Black Lives Matter has had an unquestionable effect on how Americans see race since the movement first started in 2013. Eight years later, a majority of Americans support BLM with approximately 20 million having attended protests to fight for equality.

BLM has inspired countless bestsellers on antiracism, captured the attention of corporate America, and made state-sanctioned racially-motivated violence a focal part of the political conversation.

The movement has created a cultural shift in America, but has it actually achieved its original goal of saving Black lives?


According to a research paper by Travis Campbell of the University of Massachusetts at Amherst, the answer is a resounding, yes. All of the blood, sweat, and tear gas Americans have endured has helped make people safer.

via Johnny Silvercloud / Flickr

To determine BLM's efficacy, Campbell looked at cities that held demonstrations between 2014 and 2019, then examined the number of police homicides in their aftermath.

Campbell determined that "census places with Black Lives Matter protests experience a 15% to 20% decrease in police homicides over the ensuing five years." He believes the decrease in deadly force has saved over 300 lives.

Black people account for about a third of all people murdered by police but are only 13% of the population. So, using Campbell's data, it's safe to say somewhere near 100 Black lives have been saved due to protests.

Campbell's data shows that in the cities that held a large number of protests, the number of police killings declined in all but three places, San Francisco, Portland, and St. Louis.

The study shows that "fall in lethal use-of-force is growing over time" and that it's prominent "when protests are large or frequent." Therefore, if BLM protests continue, even more lives will probably be saved.

One of the major reasons for the protests' success is they've inspired change in police policies.

"BLM protests also increase the probability of a police agency having body-cameras, expand community policing, and reduce the number of future property crime-related arrests, which may partially explain the lethal force reduction," the study says.

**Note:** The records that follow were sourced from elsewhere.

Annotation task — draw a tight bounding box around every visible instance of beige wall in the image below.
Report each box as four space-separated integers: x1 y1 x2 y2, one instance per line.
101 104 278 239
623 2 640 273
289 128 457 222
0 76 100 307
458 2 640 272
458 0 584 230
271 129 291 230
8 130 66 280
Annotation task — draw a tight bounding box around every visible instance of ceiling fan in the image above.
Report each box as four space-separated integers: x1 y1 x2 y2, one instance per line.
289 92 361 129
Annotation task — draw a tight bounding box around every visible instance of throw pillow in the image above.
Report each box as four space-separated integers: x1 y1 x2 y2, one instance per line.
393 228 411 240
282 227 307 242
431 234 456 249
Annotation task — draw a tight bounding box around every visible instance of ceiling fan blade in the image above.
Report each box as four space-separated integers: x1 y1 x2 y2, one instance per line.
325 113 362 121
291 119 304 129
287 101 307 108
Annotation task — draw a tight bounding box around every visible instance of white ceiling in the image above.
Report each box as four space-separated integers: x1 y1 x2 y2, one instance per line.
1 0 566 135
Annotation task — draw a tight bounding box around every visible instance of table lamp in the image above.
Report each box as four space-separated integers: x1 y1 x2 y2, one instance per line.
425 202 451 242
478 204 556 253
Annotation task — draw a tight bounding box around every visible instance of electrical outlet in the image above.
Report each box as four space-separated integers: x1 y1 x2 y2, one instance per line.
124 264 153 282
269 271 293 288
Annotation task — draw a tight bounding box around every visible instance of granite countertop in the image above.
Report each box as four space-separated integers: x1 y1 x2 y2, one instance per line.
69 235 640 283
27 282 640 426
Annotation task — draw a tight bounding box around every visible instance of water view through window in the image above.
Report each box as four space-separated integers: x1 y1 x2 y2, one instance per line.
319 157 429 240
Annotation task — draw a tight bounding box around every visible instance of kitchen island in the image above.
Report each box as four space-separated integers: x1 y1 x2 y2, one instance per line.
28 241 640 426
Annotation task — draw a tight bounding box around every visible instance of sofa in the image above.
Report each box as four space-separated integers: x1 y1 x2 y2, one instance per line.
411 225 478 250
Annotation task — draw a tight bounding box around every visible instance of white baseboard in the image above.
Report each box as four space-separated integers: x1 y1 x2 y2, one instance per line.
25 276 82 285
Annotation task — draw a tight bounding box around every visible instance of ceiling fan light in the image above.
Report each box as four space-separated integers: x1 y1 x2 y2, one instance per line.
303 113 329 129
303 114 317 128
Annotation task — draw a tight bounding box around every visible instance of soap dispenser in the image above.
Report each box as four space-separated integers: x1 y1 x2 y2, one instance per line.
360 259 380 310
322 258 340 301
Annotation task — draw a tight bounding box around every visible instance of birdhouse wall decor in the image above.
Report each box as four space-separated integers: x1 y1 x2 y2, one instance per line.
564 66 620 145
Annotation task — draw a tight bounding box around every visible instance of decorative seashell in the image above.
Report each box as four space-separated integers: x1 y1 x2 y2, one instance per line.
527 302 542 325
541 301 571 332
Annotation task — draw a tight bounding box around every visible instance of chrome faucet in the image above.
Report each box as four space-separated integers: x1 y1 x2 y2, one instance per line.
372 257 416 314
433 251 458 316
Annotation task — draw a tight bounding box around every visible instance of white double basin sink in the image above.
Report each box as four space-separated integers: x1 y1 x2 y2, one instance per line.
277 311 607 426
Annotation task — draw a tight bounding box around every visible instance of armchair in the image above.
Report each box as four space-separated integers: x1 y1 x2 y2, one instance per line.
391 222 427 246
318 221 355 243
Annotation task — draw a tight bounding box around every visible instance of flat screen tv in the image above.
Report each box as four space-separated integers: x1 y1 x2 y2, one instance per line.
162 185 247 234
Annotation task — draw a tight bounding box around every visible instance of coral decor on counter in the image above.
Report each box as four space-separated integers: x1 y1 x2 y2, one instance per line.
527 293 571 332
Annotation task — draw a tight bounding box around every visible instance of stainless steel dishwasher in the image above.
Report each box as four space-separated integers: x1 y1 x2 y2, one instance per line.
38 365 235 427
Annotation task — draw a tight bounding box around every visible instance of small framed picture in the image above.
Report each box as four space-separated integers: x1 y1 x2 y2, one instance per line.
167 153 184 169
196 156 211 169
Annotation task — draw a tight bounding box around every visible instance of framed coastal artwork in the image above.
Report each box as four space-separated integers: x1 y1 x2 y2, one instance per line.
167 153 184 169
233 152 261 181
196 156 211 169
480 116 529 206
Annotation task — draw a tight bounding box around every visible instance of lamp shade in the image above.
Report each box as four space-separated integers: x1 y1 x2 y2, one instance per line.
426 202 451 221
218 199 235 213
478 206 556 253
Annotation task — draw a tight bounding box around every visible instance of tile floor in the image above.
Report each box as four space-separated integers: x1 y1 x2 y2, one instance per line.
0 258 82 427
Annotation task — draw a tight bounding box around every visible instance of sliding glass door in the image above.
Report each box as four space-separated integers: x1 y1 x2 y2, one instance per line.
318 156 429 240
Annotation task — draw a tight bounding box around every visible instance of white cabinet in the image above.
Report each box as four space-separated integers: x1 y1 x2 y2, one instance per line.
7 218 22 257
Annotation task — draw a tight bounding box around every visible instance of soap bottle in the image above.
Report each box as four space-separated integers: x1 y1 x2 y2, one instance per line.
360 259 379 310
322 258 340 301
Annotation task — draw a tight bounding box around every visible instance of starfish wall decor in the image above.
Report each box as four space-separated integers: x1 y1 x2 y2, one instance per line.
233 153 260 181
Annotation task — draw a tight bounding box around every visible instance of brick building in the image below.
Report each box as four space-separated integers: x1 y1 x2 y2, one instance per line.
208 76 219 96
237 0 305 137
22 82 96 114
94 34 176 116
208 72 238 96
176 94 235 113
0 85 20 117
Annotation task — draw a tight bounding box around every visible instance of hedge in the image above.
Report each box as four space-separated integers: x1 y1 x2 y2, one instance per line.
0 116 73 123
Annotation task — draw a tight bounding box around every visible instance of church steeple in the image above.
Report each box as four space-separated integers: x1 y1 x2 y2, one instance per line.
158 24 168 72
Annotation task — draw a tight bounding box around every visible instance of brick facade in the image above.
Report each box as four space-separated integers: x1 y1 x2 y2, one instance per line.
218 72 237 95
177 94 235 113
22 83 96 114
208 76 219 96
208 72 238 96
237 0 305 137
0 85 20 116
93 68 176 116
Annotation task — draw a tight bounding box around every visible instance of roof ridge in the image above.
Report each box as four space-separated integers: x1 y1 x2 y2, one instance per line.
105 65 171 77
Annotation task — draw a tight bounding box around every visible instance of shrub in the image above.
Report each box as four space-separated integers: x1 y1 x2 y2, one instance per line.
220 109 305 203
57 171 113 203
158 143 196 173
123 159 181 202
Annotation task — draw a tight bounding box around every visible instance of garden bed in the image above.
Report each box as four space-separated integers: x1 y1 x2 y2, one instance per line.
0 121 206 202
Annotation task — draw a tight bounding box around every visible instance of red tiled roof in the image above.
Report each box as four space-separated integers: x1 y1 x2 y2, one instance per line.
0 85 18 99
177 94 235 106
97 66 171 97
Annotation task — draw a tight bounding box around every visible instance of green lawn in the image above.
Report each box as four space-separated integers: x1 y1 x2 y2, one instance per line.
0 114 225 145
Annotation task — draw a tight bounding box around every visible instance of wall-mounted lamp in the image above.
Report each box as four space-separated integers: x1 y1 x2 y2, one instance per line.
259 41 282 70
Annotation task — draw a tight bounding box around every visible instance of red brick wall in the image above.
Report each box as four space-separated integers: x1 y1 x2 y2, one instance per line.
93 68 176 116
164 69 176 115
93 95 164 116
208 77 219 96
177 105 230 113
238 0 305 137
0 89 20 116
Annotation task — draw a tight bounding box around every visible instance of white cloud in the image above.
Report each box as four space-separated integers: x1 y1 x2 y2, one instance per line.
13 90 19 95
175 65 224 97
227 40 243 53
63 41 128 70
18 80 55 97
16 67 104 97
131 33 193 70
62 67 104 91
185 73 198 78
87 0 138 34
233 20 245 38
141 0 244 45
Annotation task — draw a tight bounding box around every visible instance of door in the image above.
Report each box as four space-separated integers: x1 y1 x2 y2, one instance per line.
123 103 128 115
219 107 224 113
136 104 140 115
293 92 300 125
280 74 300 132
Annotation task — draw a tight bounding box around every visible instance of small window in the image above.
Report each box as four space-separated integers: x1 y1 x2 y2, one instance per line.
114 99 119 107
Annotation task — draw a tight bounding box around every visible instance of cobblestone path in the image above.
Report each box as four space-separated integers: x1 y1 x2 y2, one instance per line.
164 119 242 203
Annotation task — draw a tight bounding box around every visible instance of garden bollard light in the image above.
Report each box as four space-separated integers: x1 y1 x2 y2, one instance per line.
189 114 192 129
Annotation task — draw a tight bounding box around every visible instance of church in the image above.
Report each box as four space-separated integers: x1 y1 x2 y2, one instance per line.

Body cameras have a significant impact on whether police resort to deadly force. A 2015 study cited by Campbell randomly assigned body cameras to officers 988 officers in Rialto, California over 12 months. It found that body cameras "halved use-of-force" incidents.

As the endless summer of 2020 dragged on there was a tangible feeling that even though Americans were fighting back against the murder of Black people by police, that it was never going to end. This report shows that BLM's efforts were not in vain, but quite the contrary.

BLM's success is also proof that when the will of the people is expressed through peaceful assembly, it's an effective way to create change. Now that we know those in power are listening, it's time to start shouting even louder.